| AVS 57th International Symposium & Exhibition | |
| Surface Science | Tuesday Sessions |
| Session SS-TuP |
| Session: | Surface Science Poster Session |
| Presenter: | C.J. Nelin, Maury's Trail |
| Authors: | C.J. Nelin, Maury's Trail P.S. Bagus, University of North Texas H.-J. Freund, Fritz-Haber-Institut der Max-Planck-Gesellschaft, Germany |
| Correspondent: | Click to Email |
The satellites in X-Ray photoemission spectroscopy, XPS, can provide information about the electronic structure, especially for ionic materials. [1,2] We present a new analysis of the XPS satellites that, when applied to CeO2 which is an important substrate for model studies of catalysis, enables a new understanding of this material. While the origin of intra-atomic effects in terms of atomic near-degeneracies is well understood, [1] there are two different ways of describing the inter-atomic effects that lead to satellites. The first is to ascribe the satellites to charge transfer, CT, from ligands, or other neighboring atoms, into unoccupied or partly occupied shells of the ionized atom. This interpretation is commonly applied to oxides and other ionic crystals. [2] In the CT model, the satellites gain intensity through the mixing of XPS allowed configurations with XPS forbidden configurations. However, changes in the orbitals between the initial and final states are normally neglected in the CT model. On the other hand, the second way of understanding satellites as shake satellites, [3,4]ascribes the driving force for the loss of intensity from the main peak into the satellites to the orbital relaxation, which screens the core-hole. This orbital relaxation allows valence excited, or shake, states to obtain intensity. [3] However, both mechanisms must be taken into account to correctly describe the inter-atomic contributions to XPS satellites and, in the present work, we reconcile these two different points of view.

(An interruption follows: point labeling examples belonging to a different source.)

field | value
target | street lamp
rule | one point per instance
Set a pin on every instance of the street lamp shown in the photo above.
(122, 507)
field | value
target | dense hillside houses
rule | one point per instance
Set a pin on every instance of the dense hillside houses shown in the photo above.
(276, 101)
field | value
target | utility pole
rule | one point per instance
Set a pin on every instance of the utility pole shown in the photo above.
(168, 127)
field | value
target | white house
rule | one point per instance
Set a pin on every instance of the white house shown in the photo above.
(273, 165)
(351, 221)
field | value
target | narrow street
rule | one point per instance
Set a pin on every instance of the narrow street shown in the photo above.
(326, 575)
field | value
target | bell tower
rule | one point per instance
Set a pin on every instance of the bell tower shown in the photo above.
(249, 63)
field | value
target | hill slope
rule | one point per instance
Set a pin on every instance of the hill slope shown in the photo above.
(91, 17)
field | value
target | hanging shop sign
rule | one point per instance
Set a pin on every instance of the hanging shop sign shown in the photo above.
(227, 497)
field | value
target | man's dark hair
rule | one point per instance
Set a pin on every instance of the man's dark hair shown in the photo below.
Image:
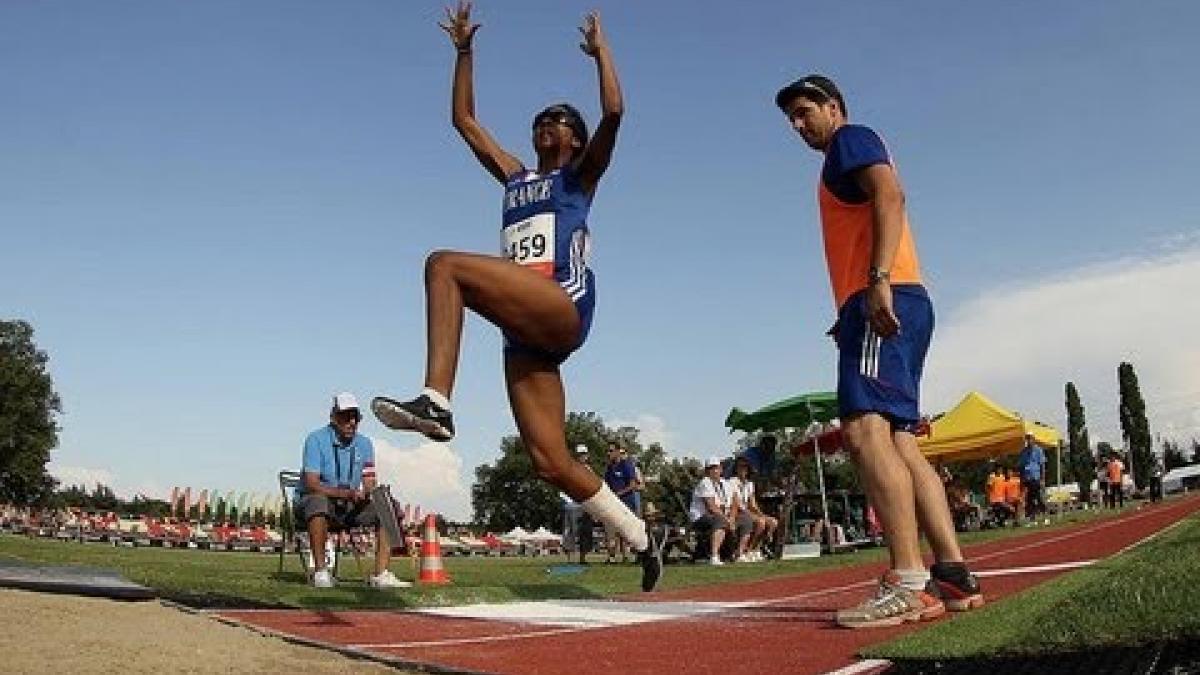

We show that the covalent mixing of metal and ligand orbitals in the wavefunctions, for both initial and final states, is a powerful way to understand the intensities of satellites due to inter-atomic effects. For the XPS of NiO, where both intra and inter-atomic effects must be taken into account, our analysis of the CI wavefunctions shows the underlying covalent character of the main and satellite peaks. We also stress the importance of covalent mixing in the initial state in order for there to be substantial satellite intensity. We show that different degrees of covalent character in the initial states of CeO2 and LaAlO3 lead to very different satellite energies and intensities for the isoelectronic metal cations. Our analysis provides direct and unambiguous evidence that the inter-atomic satellite features are closely related to the covalent binding in the material.
(1) PS Bagus, ES Ilton: Phys. Rev. B 73, 155110 (2006).
(2) FMF de Groot: J. Electron Spectrosc. Relat. Phenom. 67, 529 (1994).
(3) T Aberg: Phys. Rev. 156, 35 (1967).
(4) L Sangaletti, F Parmigiani, PS Bagus: Phys. Rev. B 66, 115106 (2002).